“馋鬼徐子安!”
一人一鬼跟在老者身后,随他七拐八绕,停在一座荒宅前。
正门的朱漆早已剥落殆尽,两道官府的封条横在门上,封死了入口。
徐寄春嘴角一抽:“前辈,这是酒楼吗?”
老者白眼一翻:“这家的酒菜,可是实实在在地喂出过一位状元。”
状元?
他话里有话,徐寄春忙不迭追问道:“这是谢家的宅子?”
“这是最开始的承阳书院。”
“当年,我们称这里为‘四痴堂’。”
“我们?四痴堂?”
一人一鬼脱口而出。
老者:“进去再说。
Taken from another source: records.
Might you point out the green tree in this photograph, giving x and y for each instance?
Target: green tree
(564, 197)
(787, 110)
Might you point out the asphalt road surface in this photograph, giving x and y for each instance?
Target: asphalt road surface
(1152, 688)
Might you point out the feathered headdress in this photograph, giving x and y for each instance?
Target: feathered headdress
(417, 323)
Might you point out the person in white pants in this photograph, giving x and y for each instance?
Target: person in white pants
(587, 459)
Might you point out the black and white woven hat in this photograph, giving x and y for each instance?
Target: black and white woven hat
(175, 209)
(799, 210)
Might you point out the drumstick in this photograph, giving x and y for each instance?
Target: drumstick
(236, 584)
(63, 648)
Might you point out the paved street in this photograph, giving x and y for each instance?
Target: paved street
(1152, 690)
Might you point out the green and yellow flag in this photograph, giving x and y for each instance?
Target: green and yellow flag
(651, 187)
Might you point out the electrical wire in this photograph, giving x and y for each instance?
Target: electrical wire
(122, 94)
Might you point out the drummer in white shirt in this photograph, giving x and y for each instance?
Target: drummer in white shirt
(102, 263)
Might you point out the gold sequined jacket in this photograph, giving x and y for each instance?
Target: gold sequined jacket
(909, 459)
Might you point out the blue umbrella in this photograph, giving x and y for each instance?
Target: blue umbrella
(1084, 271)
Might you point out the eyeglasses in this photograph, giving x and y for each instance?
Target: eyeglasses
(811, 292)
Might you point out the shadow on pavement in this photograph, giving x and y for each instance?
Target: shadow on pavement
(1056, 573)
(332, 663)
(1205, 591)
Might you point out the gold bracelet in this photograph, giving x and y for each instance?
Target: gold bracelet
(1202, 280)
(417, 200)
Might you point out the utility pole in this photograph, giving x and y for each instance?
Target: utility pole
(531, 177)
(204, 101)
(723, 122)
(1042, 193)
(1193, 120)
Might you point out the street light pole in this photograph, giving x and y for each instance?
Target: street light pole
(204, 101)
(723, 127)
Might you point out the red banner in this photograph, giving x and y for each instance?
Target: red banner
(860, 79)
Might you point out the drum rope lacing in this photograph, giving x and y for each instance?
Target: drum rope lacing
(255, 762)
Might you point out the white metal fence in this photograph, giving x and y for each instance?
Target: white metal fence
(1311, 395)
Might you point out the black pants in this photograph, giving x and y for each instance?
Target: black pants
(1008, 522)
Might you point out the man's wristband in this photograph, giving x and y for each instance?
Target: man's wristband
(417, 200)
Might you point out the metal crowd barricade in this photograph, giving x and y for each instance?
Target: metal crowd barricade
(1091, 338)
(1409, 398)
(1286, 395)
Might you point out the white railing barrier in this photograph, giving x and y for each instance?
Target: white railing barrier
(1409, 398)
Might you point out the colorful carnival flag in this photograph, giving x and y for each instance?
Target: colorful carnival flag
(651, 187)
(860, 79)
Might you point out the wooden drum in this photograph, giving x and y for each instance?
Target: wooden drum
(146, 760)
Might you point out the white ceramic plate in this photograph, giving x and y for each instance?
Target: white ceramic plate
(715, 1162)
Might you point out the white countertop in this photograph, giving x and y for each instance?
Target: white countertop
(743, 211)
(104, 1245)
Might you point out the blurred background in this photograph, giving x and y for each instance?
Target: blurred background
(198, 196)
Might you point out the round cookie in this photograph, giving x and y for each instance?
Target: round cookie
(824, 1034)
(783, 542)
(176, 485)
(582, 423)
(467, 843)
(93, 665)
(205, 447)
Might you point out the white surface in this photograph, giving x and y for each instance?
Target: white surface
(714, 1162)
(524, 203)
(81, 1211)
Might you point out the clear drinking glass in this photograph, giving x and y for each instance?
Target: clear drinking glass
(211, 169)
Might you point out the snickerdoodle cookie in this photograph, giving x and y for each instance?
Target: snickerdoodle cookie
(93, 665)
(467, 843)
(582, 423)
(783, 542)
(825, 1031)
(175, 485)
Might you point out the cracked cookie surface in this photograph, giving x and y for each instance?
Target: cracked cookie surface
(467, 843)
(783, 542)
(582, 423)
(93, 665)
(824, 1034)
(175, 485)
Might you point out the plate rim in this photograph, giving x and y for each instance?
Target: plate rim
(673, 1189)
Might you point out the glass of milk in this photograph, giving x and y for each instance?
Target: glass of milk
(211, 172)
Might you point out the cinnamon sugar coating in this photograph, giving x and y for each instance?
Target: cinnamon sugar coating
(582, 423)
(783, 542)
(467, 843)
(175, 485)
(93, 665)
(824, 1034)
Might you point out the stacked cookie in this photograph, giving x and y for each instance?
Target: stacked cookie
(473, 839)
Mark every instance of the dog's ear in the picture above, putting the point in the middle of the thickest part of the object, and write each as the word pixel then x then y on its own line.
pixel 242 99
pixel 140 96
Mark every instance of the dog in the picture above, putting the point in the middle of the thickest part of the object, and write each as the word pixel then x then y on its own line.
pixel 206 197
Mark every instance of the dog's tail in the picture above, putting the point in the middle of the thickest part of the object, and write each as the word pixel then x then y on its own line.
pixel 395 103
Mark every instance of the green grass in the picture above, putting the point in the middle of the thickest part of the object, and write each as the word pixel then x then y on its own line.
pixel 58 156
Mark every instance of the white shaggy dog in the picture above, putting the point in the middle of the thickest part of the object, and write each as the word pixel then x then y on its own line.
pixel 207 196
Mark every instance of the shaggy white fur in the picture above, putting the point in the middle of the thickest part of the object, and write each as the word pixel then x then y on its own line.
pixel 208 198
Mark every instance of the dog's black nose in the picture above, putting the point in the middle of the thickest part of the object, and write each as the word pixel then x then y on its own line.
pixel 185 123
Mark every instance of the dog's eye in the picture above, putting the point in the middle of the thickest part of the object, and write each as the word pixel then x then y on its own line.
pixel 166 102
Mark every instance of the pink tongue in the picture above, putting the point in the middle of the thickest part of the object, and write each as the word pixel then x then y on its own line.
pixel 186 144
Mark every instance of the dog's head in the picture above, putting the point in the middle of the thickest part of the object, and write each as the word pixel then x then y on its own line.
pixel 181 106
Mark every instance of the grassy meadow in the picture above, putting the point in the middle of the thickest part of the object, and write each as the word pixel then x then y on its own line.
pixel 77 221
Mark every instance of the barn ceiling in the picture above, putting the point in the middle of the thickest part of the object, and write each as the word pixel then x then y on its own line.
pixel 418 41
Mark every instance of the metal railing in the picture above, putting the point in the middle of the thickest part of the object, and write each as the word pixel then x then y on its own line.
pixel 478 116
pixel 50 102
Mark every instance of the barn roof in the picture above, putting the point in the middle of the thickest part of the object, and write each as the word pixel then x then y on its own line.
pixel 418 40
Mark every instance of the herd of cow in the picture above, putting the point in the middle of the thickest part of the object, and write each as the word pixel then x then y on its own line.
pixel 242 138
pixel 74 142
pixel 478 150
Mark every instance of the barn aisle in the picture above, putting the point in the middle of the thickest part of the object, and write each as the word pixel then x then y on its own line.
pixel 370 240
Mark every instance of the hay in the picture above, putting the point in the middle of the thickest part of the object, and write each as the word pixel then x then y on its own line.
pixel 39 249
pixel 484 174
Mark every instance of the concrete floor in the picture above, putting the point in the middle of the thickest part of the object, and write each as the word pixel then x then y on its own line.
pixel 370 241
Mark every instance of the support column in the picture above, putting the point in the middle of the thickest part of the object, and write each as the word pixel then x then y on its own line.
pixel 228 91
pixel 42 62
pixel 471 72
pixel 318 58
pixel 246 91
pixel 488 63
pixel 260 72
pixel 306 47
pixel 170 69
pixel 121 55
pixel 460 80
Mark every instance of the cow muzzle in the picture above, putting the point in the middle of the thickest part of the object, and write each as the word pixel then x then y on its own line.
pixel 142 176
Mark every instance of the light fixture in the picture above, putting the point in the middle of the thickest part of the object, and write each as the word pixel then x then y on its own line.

对了,老夫姓韩。”
“晚辈姓徐,字子安。”徐寄春拱手应答,接着侧身让开半步,指着门上的封条请教道,“韩公,我们直接推门进去吗?”
韩公,准确来说是韩柘,冷冷发话:“翻墙进去。”
“我能翻,您行吗?”
“小子,莫要小瞧老夫!”
到了后院墙下,韩柘双手一撑,轻松翻过墙头。
徐寄春紧随其后,也随之稳稳落在院中。
至于十八娘,早已抢先一步飘入院中,此刻正好整以暇地立在檐下。
这座宅子安静得可怕,唯有风声穿檐过柱,绕着朽木梁柱打转。
一声声“呜呜”的幽咽声清晰可闻,像是谁在暗处低泣。
韩柘晃亮火折,点亮手中的灯笼。
笼中灯火亮起,映着他的身影,一步步落寞地走向前院:“你可知‘承阳’二字出自何处?”
徐寄春老实回话:“不知。”
韩柘:“出自一个人的名字。”
“谢承阳?”
“我们叫他谢疯子。”
谢承阳,谢疯子。
认识谢承阳的人,都叫他谢疯子。
上至与他平辈论交的挚友,下至他亲自授课的门生。
谢承阳二十岁时,高中解元。
也在同一年,他摔断了腿,伤好后成了瘸子。
在大周,跛足者有亏官仪,禁绝科考。
他的宏愿,终究成了镜花水月,黄粱一梦。
谢承阳二十五岁时,遵父母之命,娶妻成家。
他性子清冷孤傲,其妻却温婉宽和。两人志趣背驰,偏生相济相成,恩爱到了白头。
说到此处,韩柘举起手中灯笼往房梁上一晃:“你瞧见那根房梁了吗?”
徐寄春不明所以:“嗯,怎么了?”
韩柘:“没怎么。不过是当年谢疯子夫妇,就是在这根梁上,结伴吊死的。”
徐寄春:“……”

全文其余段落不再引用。